I was trying to create a stoplist that is case insensitive. When I run
the code below It includes "In" which I do not want. I was thinking I
could use the .match(/[A-Z,a-z]/) I did use downcase on the string
text, which did work, but I want to leave the string "text" in its
orignal content.
Thanks,
John
text = %q{Los Angeles has some of the nicest weather In the country.}
stopwords = %w{the a by on for of are with just but and to the my in I
has some}
#stopwords = stopwords.match(/[A-Z,a-z]/)
words = text.scan(/\w+/)
keywords = words.select { |word| !stopwords.include?(word) }
I was trying to create a stoplist that is case insensitive.
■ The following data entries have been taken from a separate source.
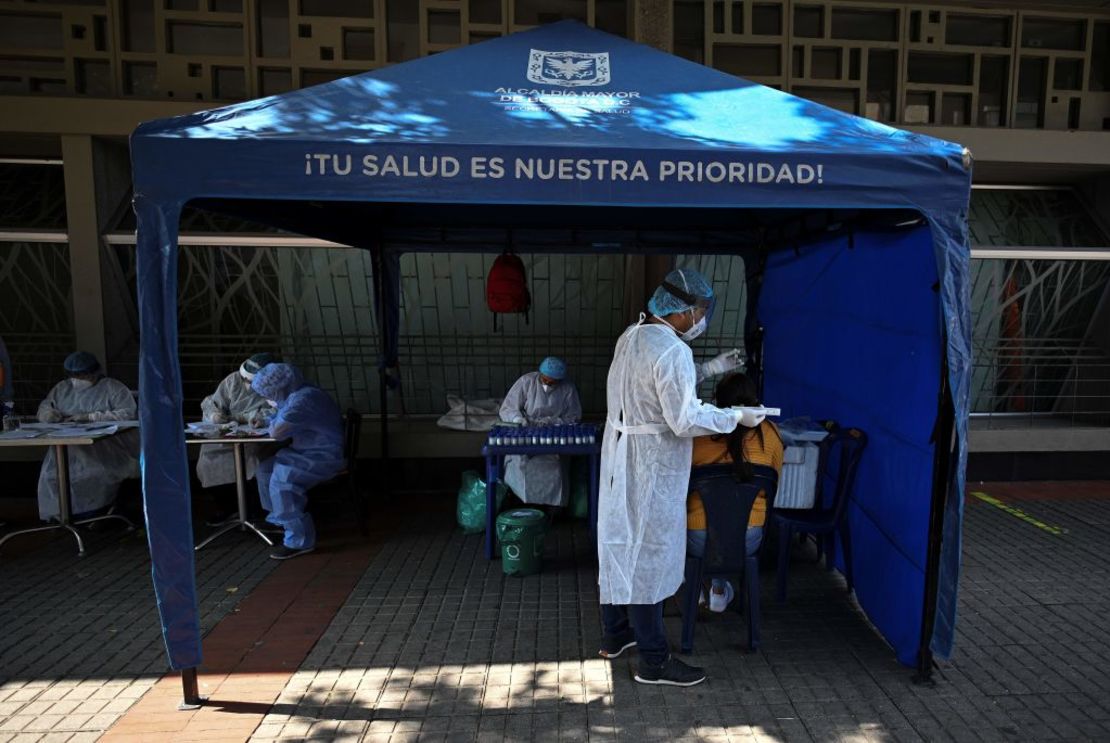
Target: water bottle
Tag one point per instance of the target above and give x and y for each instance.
(10, 422)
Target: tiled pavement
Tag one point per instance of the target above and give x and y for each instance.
(81, 640)
(433, 643)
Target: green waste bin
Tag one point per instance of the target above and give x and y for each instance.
(521, 533)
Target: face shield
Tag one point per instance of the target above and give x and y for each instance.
(707, 304)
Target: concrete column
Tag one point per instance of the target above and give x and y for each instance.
(83, 244)
(652, 23)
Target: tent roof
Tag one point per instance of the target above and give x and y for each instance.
(525, 96)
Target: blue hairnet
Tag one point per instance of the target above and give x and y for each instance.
(663, 302)
(251, 367)
(278, 381)
(554, 368)
(81, 362)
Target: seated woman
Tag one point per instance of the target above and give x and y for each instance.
(744, 447)
(96, 471)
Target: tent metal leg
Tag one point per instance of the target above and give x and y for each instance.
(941, 481)
(190, 693)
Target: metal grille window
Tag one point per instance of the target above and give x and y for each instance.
(1036, 310)
(311, 305)
(36, 308)
(448, 344)
(36, 317)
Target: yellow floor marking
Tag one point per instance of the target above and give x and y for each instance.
(1020, 514)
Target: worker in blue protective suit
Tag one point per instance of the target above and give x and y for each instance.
(311, 425)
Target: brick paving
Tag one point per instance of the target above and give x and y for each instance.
(433, 643)
(81, 640)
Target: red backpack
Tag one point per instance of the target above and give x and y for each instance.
(507, 287)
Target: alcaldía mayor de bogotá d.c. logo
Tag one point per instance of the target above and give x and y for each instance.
(568, 69)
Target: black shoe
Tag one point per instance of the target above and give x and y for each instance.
(672, 672)
(282, 552)
(614, 644)
(219, 519)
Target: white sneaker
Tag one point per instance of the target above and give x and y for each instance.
(718, 602)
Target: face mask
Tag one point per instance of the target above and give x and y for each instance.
(695, 331)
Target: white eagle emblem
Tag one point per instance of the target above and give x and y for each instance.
(569, 69)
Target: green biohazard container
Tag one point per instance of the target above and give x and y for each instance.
(521, 533)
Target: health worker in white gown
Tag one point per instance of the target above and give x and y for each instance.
(541, 398)
(234, 402)
(96, 470)
(653, 414)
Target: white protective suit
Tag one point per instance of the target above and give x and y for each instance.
(653, 414)
(97, 470)
(232, 402)
(540, 480)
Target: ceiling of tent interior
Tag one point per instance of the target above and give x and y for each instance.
(571, 229)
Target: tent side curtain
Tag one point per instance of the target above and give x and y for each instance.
(167, 499)
(854, 334)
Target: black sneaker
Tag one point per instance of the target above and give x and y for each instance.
(614, 644)
(282, 552)
(219, 519)
(672, 672)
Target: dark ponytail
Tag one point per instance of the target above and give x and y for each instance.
(738, 390)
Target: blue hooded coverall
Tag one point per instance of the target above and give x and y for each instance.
(311, 421)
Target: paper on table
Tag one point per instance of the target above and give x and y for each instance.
(20, 433)
(72, 430)
(759, 409)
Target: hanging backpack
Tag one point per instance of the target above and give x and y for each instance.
(507, 288)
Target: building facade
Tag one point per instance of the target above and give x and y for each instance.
(1026, 87)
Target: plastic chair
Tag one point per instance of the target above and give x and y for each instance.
(843, 450)
(727, 510)
(346, 478)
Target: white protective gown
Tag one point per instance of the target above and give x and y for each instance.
(96, 471)
(540, 480)
(240, 403)
(653, 414)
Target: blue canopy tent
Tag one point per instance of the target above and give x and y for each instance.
(855, 234)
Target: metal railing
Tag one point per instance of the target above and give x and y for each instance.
(1040, 382)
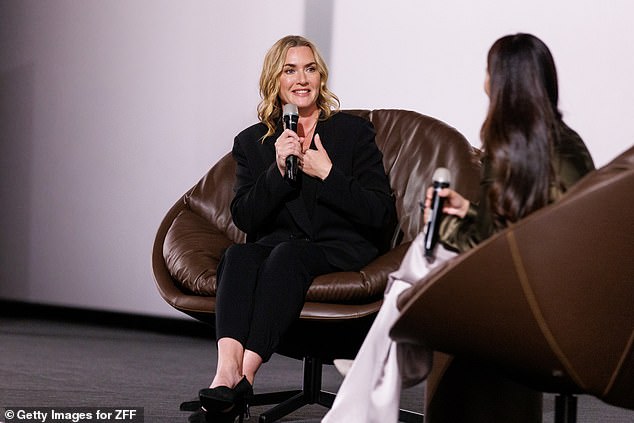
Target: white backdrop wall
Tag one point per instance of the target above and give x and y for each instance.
(110, 110)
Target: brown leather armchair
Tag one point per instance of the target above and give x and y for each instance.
(340, 307)
(549, 302)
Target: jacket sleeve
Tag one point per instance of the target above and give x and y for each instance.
(364, 196)
(259, 194)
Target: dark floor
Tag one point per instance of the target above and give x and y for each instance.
(154, 364)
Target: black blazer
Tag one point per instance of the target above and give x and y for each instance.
(343, 214)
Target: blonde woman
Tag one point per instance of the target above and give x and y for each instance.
(295, 231)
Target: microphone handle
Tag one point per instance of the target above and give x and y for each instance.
(291, 168)
(290, 121)
(431, 236)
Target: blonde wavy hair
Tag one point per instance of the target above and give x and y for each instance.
(270, 108)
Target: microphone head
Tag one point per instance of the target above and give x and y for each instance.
(290, 109)
(442, 175)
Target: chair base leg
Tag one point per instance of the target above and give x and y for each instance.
(565, 408)
(311, 393)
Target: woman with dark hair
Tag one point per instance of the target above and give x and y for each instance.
(296, 230)
(530, 158)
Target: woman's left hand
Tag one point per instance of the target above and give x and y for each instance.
(316, 163)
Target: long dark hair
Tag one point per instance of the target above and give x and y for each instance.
(521, 126)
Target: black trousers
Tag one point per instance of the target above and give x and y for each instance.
(261, 291)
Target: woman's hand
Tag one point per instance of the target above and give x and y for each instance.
(287, 144)
(455, 203)
(316, 163)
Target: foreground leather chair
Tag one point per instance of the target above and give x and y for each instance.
(340, 307)
(549, 302)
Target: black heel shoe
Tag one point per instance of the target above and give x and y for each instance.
(224, 404)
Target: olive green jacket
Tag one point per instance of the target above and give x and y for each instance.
(571, 162)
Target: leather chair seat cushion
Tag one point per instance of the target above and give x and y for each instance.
(191, 261)
(188, 256)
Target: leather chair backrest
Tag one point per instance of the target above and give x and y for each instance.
(549, 300)
(413, 146)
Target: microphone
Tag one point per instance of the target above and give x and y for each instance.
(290, 115)
(441, 179)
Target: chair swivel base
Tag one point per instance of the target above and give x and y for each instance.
(311, 393)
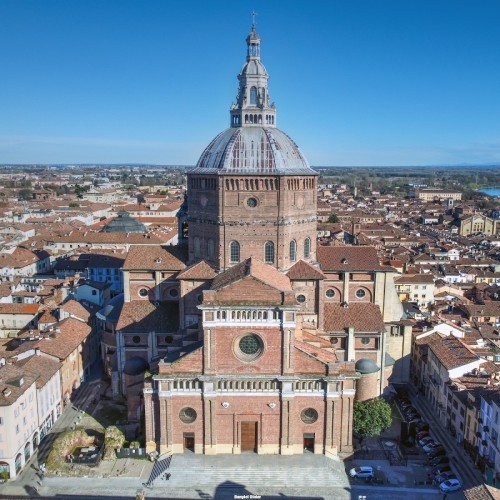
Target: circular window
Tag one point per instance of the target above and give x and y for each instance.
(250, 344)
(309, 416)
(249, 347)
(188, 415)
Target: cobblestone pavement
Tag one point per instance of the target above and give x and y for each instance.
(224, 477)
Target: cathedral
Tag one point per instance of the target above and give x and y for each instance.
(254, 339)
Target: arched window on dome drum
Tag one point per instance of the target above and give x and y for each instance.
(293, 251)
(307, 248)
(269, 252)
(197, 246)
(253, 96)
(234, 251)
(210, 247)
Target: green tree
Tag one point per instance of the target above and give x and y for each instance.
(371, 417)
(25, 194)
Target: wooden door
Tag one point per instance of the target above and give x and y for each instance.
(189, 441)
(249, 436)
(309, 442)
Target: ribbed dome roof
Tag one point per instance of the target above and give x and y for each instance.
(253, 150)
(253, 67)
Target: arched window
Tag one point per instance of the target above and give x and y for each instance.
(269, 252)
(253, 96)
(307, 248)
(293, 251)
(210, 247)
(234, 251)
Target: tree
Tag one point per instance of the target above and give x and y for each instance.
(371, 417)
(25, 194)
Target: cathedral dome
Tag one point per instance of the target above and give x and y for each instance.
(253, 67)
(253, 150)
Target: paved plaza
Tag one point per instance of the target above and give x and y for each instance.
(216, 477)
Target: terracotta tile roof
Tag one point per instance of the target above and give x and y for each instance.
(19, 308)
(257, 269)
(489, 308)
(144, 316)
(311, 337)
(200, 270)
(72, 333)
(303, 271)
(451, 352)
(348, 258)
(317, 353)
(363, 317)
(74, 308)
(415, 278)
(11, 388)
(154, 258)
(42, 366)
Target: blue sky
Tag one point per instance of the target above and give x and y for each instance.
(356, 82)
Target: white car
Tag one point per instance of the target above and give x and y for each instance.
(450, 485)
(363, 471)
(425, 440)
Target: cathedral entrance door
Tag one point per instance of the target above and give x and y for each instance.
(249, 436)
(189, 441)
(309, 442)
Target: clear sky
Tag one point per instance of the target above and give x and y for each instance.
(356, 82)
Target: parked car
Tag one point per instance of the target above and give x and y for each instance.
(420, 435)
(422, 426)
(440, 460)
(363, 471)
(425, 440)
(450, 485)
(441, 452)
(430, 446)
(445, 476)
(437, 471)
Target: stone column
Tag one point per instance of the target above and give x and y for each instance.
(165, 425)
(149, 421)
(331, 443)
(346, 426)
(287, 403)
(209, 418)
(351, 349)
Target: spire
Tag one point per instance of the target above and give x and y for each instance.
(252, 107)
When I run
the code below It includes "In" which I do not want. I was thinking I
could use the .match(/[A-Z,a-z]/) I did use downcase on the string
text, which did work, but I want to leave the string "text" in its
orignal content.
Thanks,
John
text = %q{Los Angeles has some of the nicest weather In the country.}
stopwords = %w{the a by on for of are with just but and to the my in I
has some}
#stopwords = stopwords.match(/[A-Z,a-z]/)
words = text.scan(/\w+/)
keywords = words.select { |word| !stopwords.include?(word) }
puts keywords.join(' ')
You probably figured this out by yourself. Anyway, get the stopwords
array in lowercase, like this:
stopwords.map!{|el| el.downcase}
This gets rid of the disturbing "I" in your stopwords.